Steve Marker ’89 learned an important life lesson while attending UW–Madison: “It really taught me to stick up for myself when it came to what I wanted,” he says. “To not just go with the flow and do the prescribed route.”

That lesson led to decades-long success not only for Marker as a musician, record producer, and engineer, but also for his band Garbage. The band — also featuring Butch Vig ’80, Shirley Manson, and Duke Erikson — released its eighth album, Let All That We Imagine Be the Light, and is celebrating the 30th anniversary of its self-titled debut.

Marker met Vig and Erikson while living in Madison, as a fan and eventually the sound engineer for their band Spooner. He also “lurked” with Vig in the basement of the Humanities Building, “trying to get access to all those cool synthesizers they had down there.”

Marker later created a home studio in his basement that featured his four-track reel-to-reel deck and Vig’s microphones.
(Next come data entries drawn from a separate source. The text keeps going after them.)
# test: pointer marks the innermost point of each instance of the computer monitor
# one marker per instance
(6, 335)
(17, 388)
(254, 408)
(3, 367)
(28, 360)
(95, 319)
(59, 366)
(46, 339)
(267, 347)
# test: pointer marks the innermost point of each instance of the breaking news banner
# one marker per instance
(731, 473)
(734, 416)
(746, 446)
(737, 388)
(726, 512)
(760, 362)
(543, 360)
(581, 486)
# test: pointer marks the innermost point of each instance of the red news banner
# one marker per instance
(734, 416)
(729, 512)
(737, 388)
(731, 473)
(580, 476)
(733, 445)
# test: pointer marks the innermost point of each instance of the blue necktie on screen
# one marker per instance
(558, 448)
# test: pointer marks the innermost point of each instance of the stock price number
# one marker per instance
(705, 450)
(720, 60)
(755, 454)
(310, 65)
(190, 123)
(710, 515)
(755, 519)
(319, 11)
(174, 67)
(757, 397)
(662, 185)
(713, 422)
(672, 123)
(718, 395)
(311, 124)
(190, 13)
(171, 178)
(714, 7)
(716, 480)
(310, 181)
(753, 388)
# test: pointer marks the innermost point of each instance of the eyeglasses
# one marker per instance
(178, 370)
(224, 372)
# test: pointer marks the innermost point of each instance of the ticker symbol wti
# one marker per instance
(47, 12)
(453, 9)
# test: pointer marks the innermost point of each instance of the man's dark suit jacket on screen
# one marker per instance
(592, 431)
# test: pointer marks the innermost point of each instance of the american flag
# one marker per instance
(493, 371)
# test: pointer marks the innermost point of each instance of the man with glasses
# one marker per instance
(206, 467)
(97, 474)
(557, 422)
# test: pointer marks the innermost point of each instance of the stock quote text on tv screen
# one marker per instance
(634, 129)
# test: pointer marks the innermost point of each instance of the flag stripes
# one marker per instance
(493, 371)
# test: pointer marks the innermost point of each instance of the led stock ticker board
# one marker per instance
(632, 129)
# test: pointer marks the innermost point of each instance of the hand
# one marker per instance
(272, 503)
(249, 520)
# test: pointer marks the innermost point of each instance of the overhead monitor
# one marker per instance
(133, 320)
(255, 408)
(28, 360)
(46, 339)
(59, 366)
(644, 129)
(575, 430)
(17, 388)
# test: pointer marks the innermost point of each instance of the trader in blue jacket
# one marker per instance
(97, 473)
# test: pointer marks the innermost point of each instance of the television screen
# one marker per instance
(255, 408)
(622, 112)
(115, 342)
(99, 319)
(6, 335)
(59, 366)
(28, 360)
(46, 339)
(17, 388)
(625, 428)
In 1983, Marker and Vig launched Smart Studios, which soon became a haven for bands looking for a place to record. Marker has produced and/or engineered music by Killdozer, Gumball, Robert Plant, The Weeds, The Heart Throbs, Pop Will Eat Itself, Tar Babies, Poop- shovel, L7, and many more. Vig went on to work with national record label Sub Pop and produced bands such as Nirvana.

Marker admits that the widespread attention they received surprised him. He didn’t think that “these first punk-rock records we were making on East Washington for a few hundred bucks” would lead to them getting global airplay. “All of a sudden, we started making these records that were getting played in London and Australia,” he says.

In the early ’90s, Marker, Vig, and Erikson got the itch to start a band. They brought in Manson as lead singer and formed Garbage. Marker says it was refreshing to create a “different and interesting” pop sound with strong female vocals after working mostly with male vocalists and harder rock music. The band got its name when a friend commented that a remix that was still in its rough stages sounded like garbage. “So we thought we’d call ourselves that, which seemed like a good idea at the time,” says Marker.

He doesn’t think Garbage would have been as “creative or cool or interesting” without the UW’s influence. “There’s a bit of an underdog, us-against-them mentality that you get from living in the Midwest more than you might on the coast,” he says. “That has stuck with us and kept us going.”